Lil Yee: “2019, You Can’t Be A Gangsta”

Lil Yee is putting on for The Bay and he sits down with AllHipHop to break down his career plans.

By: Shirley Ju (@shirju)

Lil Yee isn’t about the bubblegum rapping s##t, he spits the real. The San Francisco native prides himself in putting nothing but truth and authenticity in his lyrics, depicting his life story which includes growing up in the hood in Fillmore. This is that street s##t encompassing pain and emotion — but with a Bay Area flare.

Live 4 It, Die 4 It arrived in March of this year, with production from Zaytoven and guest appearances from Mozzy, E-40, FMB DZ, and a verse from the late Bay Area legend The Jacka.

AllHipHop: For those who don’t know, who is Lil Yee?

Lil Yee: I'm an upcoming artist out of San Francisco, California. Been doing my thing for about 3 years now. Just moving around, rubbing shoulders. [laughs]

AllHipHop: What were you seeing growing up in Fillmore?

Lil Yee: Everything. There's not nothing I didn't see: drug deals, shoot outs, etc. It's a good thing. Positive things too, not all bad. I done witnessed a lot, the ups and downs for sure.

AllHipHop: How long have you been rapping?

Lil Yee: I've been rapping since I was 23, so 3 years. I just turned 26 last month.

AllHipHop: What was that moment you picked it up?

Lil Yee: I was getting in trouble with the law and s##t, and I had twin daughters. Becoming a parent, that made me have to do something. I was always good at rapping. Always had an ear for good music so what I wanted to hear, that’s what I tried to make.

AllHipHop: On “Out Of Breath,” you talk about “losing focus, f##k this music s##t.” What the biggest struggle about being an independent artist?

Lil Yee: Honestly, it ain't really no struggle. You just gotta stay content and stay consistent. Really that's the biggest struggle, staying consistent. Knowing at the end of the day, if it’s not working out for you now, it's gon’ come sooner or later. It's all based on consistency. I learned that early ‘cause I dropped a good ass tape in July 2017. My first tape was from front to back hitters. I felt like I was going to take off, then I didn't get the response I wanted, but I didn't push like I wanted to. That b##ch boils down to consistency really.

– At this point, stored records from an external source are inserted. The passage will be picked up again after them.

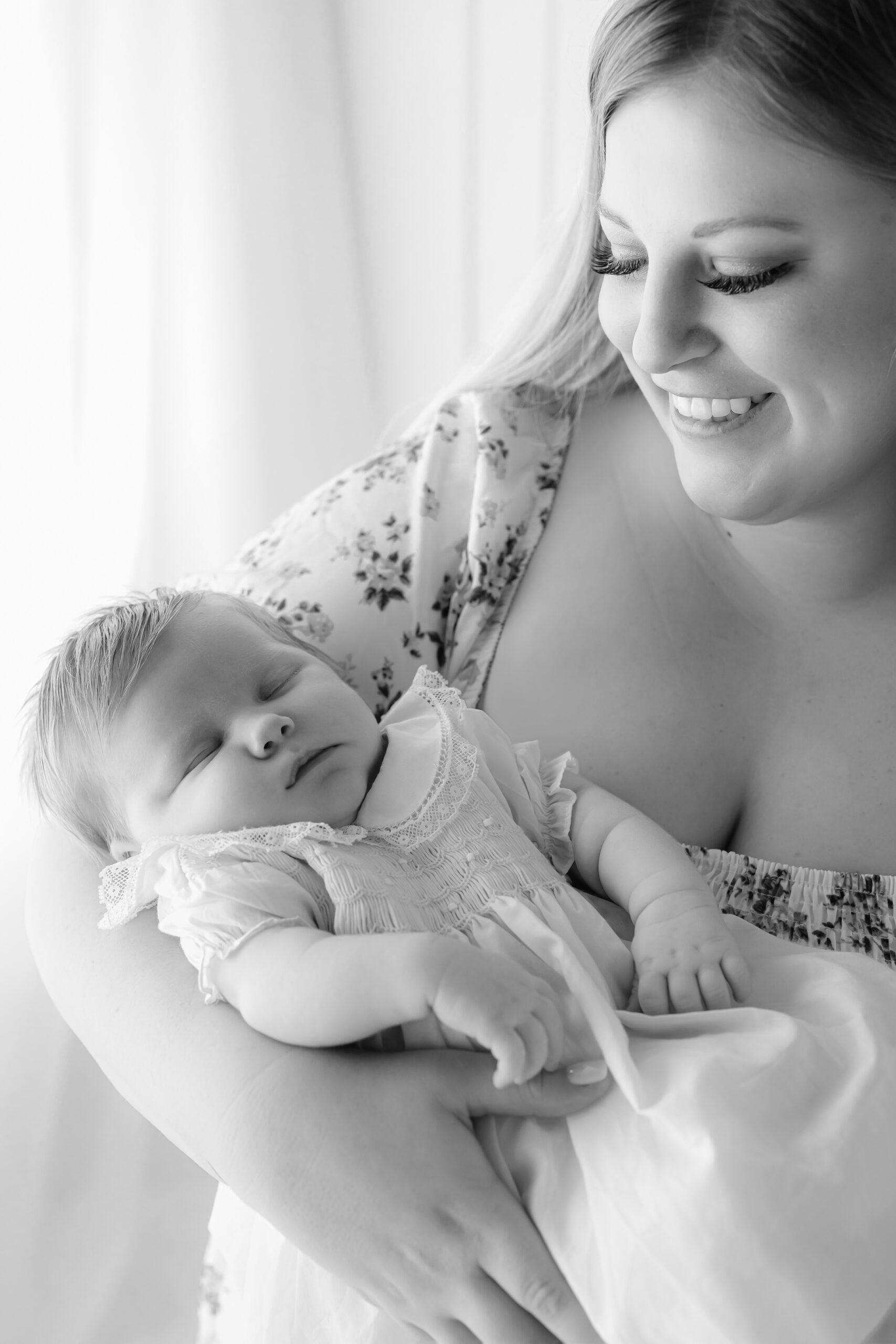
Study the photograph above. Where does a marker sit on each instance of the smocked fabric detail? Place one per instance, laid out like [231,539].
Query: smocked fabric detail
[840,911]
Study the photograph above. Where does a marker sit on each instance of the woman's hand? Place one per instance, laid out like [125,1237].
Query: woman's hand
[398,1198]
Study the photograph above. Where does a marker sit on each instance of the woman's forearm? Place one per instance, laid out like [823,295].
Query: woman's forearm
[355,1158]
[132,999]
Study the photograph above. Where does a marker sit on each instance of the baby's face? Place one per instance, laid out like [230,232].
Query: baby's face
[226,728]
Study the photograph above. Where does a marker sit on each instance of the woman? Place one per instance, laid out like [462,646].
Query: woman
[715,585]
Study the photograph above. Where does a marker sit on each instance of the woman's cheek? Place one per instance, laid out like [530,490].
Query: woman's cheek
[618,316]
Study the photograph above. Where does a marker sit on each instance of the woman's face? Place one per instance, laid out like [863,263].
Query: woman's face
[695,198]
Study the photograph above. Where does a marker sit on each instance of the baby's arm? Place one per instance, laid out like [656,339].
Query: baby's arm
[309,988]
[686,956]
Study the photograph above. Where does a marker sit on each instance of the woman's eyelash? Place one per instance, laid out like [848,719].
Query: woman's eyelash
[605,264]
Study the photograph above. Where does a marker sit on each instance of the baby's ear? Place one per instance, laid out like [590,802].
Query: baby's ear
[121,850]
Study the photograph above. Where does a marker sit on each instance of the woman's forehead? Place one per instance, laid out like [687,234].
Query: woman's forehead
[684,147]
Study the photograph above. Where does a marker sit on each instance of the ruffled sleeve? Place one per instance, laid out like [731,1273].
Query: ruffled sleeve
[214,910]
[551,803]
[529,786]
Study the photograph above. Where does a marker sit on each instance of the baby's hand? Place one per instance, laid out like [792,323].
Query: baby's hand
[687,958]
[503,1007]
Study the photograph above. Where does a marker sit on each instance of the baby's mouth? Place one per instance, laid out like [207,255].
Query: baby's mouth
[301,762]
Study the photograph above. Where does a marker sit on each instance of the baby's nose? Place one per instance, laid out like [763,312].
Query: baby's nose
[268,731]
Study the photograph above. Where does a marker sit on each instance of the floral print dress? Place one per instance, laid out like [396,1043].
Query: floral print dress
[413,558]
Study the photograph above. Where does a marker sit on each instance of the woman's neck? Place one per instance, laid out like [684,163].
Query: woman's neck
[846,555]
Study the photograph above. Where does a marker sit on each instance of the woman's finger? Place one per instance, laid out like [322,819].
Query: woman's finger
[551,1018]
[529,1295]
[535,1045]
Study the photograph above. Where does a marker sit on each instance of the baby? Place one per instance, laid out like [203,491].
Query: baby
[241,785]
[186,716]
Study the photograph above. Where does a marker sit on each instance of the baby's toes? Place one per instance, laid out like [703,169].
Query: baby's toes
[653,994]
[684,992]
[738,975]
[714,987]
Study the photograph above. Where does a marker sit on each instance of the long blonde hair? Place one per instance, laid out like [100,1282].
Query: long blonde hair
[821,73]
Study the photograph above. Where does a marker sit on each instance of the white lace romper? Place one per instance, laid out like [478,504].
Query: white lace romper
[733,1143]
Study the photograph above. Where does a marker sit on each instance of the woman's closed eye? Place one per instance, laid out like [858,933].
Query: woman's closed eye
[605,264]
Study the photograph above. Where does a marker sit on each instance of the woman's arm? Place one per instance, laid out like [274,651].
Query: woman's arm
[367,1163]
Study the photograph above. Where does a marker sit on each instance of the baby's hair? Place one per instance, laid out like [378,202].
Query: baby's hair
[71,709]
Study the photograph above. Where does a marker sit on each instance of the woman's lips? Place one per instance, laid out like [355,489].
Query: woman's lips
[714,428]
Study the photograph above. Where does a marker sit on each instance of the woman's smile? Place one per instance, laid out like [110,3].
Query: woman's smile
[775,284]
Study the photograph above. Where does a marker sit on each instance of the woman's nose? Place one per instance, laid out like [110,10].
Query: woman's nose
[669,330]
[265,733]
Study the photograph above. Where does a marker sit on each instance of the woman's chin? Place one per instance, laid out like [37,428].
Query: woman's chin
[739,491]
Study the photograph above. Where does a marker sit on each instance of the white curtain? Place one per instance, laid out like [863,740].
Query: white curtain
[238,239]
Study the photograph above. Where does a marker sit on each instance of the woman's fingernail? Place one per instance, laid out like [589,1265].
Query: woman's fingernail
[589,1072]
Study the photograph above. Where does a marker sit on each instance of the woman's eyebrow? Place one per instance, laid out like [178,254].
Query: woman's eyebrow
[718,226]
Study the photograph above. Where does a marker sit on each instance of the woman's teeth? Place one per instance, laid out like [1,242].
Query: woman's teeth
[715,407]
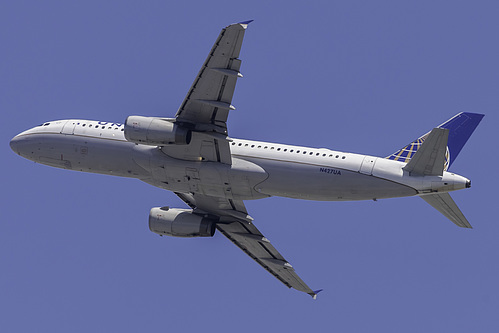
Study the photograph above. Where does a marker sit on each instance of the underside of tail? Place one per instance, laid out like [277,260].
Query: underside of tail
[460,127]
[433,153]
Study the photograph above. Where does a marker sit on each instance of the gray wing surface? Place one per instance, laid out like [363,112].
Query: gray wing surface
[209,99]
[206,107]
[238,227]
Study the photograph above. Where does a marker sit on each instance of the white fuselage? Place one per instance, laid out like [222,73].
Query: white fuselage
[258,170]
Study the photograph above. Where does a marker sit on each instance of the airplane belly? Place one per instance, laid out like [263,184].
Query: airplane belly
[326,183]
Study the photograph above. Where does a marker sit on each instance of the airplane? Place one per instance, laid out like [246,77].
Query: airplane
[193,156]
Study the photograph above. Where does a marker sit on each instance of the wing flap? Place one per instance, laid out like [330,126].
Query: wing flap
[237,226]
[249,239]
[209,99]
[429,159]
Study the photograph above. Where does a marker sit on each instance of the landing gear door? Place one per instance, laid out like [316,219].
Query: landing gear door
[368,165]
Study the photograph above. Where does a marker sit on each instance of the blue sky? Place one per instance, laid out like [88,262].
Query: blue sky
[367,77]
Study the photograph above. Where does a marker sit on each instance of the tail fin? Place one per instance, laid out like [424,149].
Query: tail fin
[460,127]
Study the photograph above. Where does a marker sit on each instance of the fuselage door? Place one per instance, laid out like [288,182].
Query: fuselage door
[69,127]
[368,165]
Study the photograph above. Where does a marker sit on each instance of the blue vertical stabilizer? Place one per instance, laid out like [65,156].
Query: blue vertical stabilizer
[460,127]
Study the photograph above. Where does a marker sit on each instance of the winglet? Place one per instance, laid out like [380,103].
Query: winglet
[315,292]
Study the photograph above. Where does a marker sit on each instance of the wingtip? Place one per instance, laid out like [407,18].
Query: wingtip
[246,22]
[314,294]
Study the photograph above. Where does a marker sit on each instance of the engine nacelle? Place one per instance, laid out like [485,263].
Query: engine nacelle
[155,131]
[180,223]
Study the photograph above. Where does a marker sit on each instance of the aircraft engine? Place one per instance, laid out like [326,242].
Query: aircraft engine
[180,223]
[155,131]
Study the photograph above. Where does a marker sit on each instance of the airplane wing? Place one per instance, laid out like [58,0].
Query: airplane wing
[206,107]
[238,227]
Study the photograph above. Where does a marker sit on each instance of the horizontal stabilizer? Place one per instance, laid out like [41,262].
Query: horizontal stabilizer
[429,159]
[444,204]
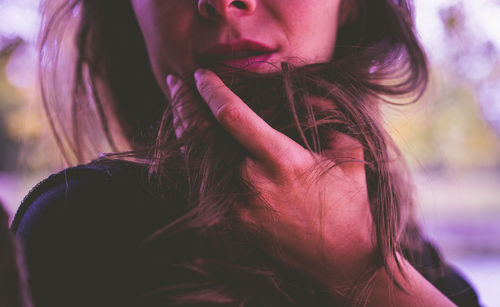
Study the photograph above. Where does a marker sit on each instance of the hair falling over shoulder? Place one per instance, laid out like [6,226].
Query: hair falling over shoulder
[377,60]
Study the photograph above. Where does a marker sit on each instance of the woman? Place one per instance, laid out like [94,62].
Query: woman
[264,178]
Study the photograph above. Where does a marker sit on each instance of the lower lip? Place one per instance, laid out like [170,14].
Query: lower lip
[250,63]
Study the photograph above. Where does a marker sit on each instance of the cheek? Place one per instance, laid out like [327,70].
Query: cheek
[312,27]
[165,37]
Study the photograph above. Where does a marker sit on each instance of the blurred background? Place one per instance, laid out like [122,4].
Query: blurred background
[451,138]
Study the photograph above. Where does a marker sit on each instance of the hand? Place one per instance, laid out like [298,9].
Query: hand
[315,212]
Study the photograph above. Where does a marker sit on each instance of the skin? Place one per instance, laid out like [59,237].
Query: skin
[323,224]
[285,25]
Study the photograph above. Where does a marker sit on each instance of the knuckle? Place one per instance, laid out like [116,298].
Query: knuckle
[228,114]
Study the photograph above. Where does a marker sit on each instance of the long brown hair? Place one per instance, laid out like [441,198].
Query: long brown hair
[377,59]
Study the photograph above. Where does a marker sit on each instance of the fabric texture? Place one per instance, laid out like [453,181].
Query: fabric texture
[82,229]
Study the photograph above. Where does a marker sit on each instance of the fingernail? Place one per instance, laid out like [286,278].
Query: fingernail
[172,81]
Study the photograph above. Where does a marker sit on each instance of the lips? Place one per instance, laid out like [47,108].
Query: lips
[243,54]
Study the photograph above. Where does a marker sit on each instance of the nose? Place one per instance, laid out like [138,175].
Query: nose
[211,9]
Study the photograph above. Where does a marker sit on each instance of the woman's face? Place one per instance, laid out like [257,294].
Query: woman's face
[182,35]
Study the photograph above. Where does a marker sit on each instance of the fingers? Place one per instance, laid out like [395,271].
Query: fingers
[251,131]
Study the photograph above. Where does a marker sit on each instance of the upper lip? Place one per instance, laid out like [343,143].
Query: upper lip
[233,50]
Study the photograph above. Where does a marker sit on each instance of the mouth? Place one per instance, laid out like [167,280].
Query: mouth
[244,54]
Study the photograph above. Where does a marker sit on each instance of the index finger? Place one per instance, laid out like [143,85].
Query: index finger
[264,142]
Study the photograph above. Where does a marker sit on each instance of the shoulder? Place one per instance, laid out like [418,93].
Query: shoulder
[445,277]
[80,230]
[98,190]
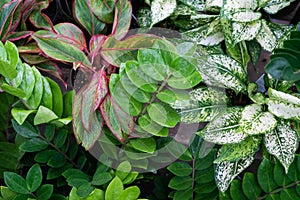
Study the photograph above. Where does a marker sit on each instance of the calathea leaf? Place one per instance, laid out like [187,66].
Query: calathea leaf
[283,105]
[224,128]
[226,171]
[202,105]
[223,71]
[234,152]
[255,121]
[282,142]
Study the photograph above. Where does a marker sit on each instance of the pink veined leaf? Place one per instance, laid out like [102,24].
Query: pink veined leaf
[92,96]
[122,19]
[113,49]
[119,122]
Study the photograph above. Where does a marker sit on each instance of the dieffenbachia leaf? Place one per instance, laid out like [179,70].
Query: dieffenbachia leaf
[226,171]
[255,121]
[223,71]
[86,18]
[224,128]
[234,152]
[282,142]
[202,105]
[161,9]
[284,105]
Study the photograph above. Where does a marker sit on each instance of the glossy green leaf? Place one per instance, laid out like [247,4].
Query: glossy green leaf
[114,189]
[34,178]
[282,142]
[15,182]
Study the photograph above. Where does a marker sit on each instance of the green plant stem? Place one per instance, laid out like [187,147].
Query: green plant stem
[279,189]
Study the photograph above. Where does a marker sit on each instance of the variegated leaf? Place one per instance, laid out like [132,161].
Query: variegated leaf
[234,152]
[161,9]
[223,71]
[224,128]
[202,106]
[282,143]
[226,171]
[255,121]
[284,105]
[266,37]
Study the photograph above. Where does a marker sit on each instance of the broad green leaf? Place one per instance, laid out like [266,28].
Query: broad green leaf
[34,178]
[283,105]
[282,142]
[122,18]
[163,115]
[45,192]
[151,127]
[114,189]
[15,183]
[223,71]
[86,18]
[25,130]
[255,121]
[234,152]
[225,171]
[147,145]
[224,128]
[20,115]
[130,193]
[44,115]
[28,82]
[181,183]
[59,50]
[203,104]
[250,186]
[180,169]
[265,176]
[161,9]
[33,145]
[57,97]
[266,37]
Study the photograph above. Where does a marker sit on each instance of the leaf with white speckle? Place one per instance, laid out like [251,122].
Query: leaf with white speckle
[224,128]
[255,121]
[226,171]
[284,105]
[282,142]
[161,9]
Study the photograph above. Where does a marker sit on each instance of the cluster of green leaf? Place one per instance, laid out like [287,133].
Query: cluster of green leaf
[284,62]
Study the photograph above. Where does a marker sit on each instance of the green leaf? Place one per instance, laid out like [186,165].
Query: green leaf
[254,121]
[181,183]
[226,171]
[233,152]
[114,189]
[25,130]
[282,142]
[44,115]
[147,145]
[45,192]
[15,182]
[250,186]
[130,193]
[163,115]
[283,105]
[59,50]
[33,145]
[180,169]
[34,178]
[265,176]
[224,128]
[151,127]
[21,115]
[57,97]
[161,9]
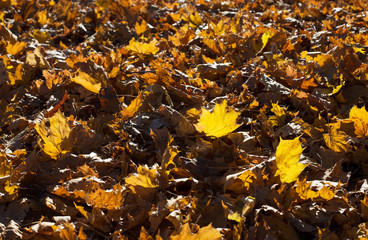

AllHipHop: Who’s in your Top 5?

Lil Yee: I'm from the West Coast so Pac. Lil Wayne for sure. Future, Drake, f##king Meek. Nip in there too. It's not just because he passed away, the person. The music. I listen to everybody's music but I really follow the people, like Kevin Gates. He's really my number one because the person he is, he’s an inspiration. That's what I see myself being and becoming as I grow in the industry. I wanna be known as an inspiration.

AllHipHop: What’s a normal day in the life? Walk us through.

Lil Yee: Getting money. [laughs] I be doing all type of s##t man. All type of s##t. Sometimes, I be forgetting I'm a rapper. I still be doing all type of crazy s##t. [laugh]

AllHipHop: You didn't walk away from the streets yet?

Lil Yee: Yeah I did. I left that s##t behind me man. Too many cases and all types of s##t. I definitely left the streets behind me, that s##t’s dead. 2019, you can't be a gangsta. That s##t over with.

AllHipHop: I saw your post about Nipsey. How’d he impact your own career?

Lil Yee: It was big man. He had reached out through my folks. My boy Prezi, he brought us out at the Warfield in San Francisco. I went down there and chopped it up with him. He taught me some s##t. He’s like “you’re good enough to make it, you just gotta treat the rap like your girl. Treat it like your b##ch. You gotta talk to her every day. At the end of the day no matter how fly you is, if you’re not consistent in talking to your girl, someone else is going to talk to her.”

I took that into consideration. It was deep, it was simple. Something so deep and simple at the same time — his passing away, I’m like “man I gotta get on it.